Exercise can give you better skin
Updated On: Dec 04 2012 11:59:49 AM CST
By Douglas Harper, Pure Matters
Just as everyone wants the perfect flat stomach, many people would love a quick way -- short of a surgical face lift -- to firm up their faces.
That's the hook behind a recent spate of articles, books, videos, and even tiny devices touting facial exercises as a vital addition to the daily fitness routine. Promoters say these exercises can minimize wrinkles, eliminate under-eye bags and firm double chins. They can, according to the promises, restore or maintain that youthful profile.
But do they really work? Probably not, says Rodney Basler, M.D., a member of the American Academy of Dermatology. "The only thing that's going to push those wrinkles out is if you increase the volume of your face, like blowing air into a balloon," Dr. Basler says. Unfortunately, you can't pump up tiny facial muscles with exercise, he says. And no amount of heavy jawing can improve skin tone.
Looking for the real cause of skin wrinkling and aging? "It's not muscle laxity," says Fred Fedok, M.D., director of facial plastic and reconstructive surgery at Pennsylvania State University. "It's more due to damage from the sun."
The sun causes an abnormal distribution of elastin and collagen, vital components of the skin's thickest layer, Dr. Fedok says. The result: Skin begins to lose its structural integrity.
Most 40-somethings got 75 percent of their sun-damaging exposure before they were 18 -- at a time when the dangers of tanning weren't known, Dr. Fedok says. Now, most people know to use sunscreen liberally, to wear hats and cover-ups, and to avoid the "working on a tan" sunbaking that was popular 25 years ago.
What else causes sagging and wrinkles? One culprit is the inevitable effect of gravity acting over time on the connective ligament-like tissues that hold the fat pads of the face in place, Dr. Fedok says.
Another cause: Remember when your mother warned you not to make a face -- it might freeze that way? Well, she had a point. Exaggerated facial expressions connected with strong emotions eventually can cause changes in the tissues under the skin. Laugh lines are just that.
Facial exercises, which work on the muscles underneath the skin and not on the skin or connective tissue itself, do nothing to reverse these wrinkle- and jowl-making sources, Dr. Fedok says. In fact, exercises are probably unnecessary because -- except in cases of facial paralysis, burns, stroke or trauma -- constantly moving facial muscles tend to stay toned. "Practice relaxing the muscles, not toning them," he says. "Toning is happening already every moment of the day."
When you fight wrinkles, dermatologists say, you're fighting destiny. Dozens of techniques have been promoted as wrinkle-busters. Many are useless. Nevertheless, there are some things you can do to offset the effects of time, sun and heredity:
Avoid excess sun
Use sun block, avoid deep tans or burns and wear sunglasses and a hat. Don't assume you're safe because you're in the shade under a boardwalk or a beach umbrella: Concrete and sand can reflect most of the sun's harmful rays.
While facial exercises may not give you better skin, overall body exercise probably will, dermatologists say. "You do, as a matter of fact, get a look of health with people who do exercise," Dr. Basler says. "You get better color, because exercise temporarily increases your blood pressure and helps you get more blood to the skin, which brings more oxygen and nutrients to your facial skin."
A regular cleaning regimen will do your skin a world of good, says Nelson Lee Novick, M.D., a dermatologist at Mt.
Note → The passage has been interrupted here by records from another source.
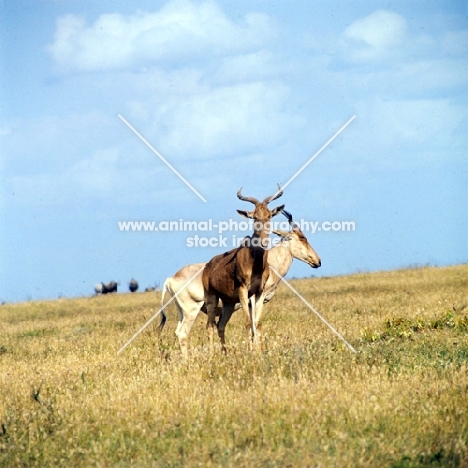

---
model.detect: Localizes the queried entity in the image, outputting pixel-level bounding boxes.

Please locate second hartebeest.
[202,185,284,352]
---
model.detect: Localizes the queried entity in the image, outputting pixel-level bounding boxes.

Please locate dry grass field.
[0,265,468,468]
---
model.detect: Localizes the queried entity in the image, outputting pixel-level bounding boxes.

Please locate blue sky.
[0,0,468,301]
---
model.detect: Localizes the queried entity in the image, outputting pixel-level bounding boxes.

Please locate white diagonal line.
[117,265,205,354]
[270,265,356,353]
[275,115,356,199]
[117,114,206,203]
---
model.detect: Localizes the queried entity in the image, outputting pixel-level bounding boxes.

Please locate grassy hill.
[0,265,468,468]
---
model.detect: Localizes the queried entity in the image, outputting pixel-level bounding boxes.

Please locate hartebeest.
[202,184,284,352]
[159,210,321,357]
Sinai School of Medicine. A gentle washing with mild soap and warm water is enough. Too much cleaning and scrubbing can dry your skin, making wrinkles more prominent.
Not only does it slow the flow of oxygen to your skin, the constant puckering motion of dragging on a cigarette wrinkles your upper lip.
Use treatments that work
Make sure you have your doctor's approval. The best treatment is a cream called Retin-A, the trade name for retinoic acid, which is available only by prescription. The vitamin A derivative, first used as an acne treatment, was later discovered to be an effective remover of smaller wrinkles.
Other wrinkle fighting tactics have minor benefits, dermatologists say. But if you're concerned about aging and your face, they may be worth considering. Such techniques include sleeping on your back and trying to keep a relaxed facial expression.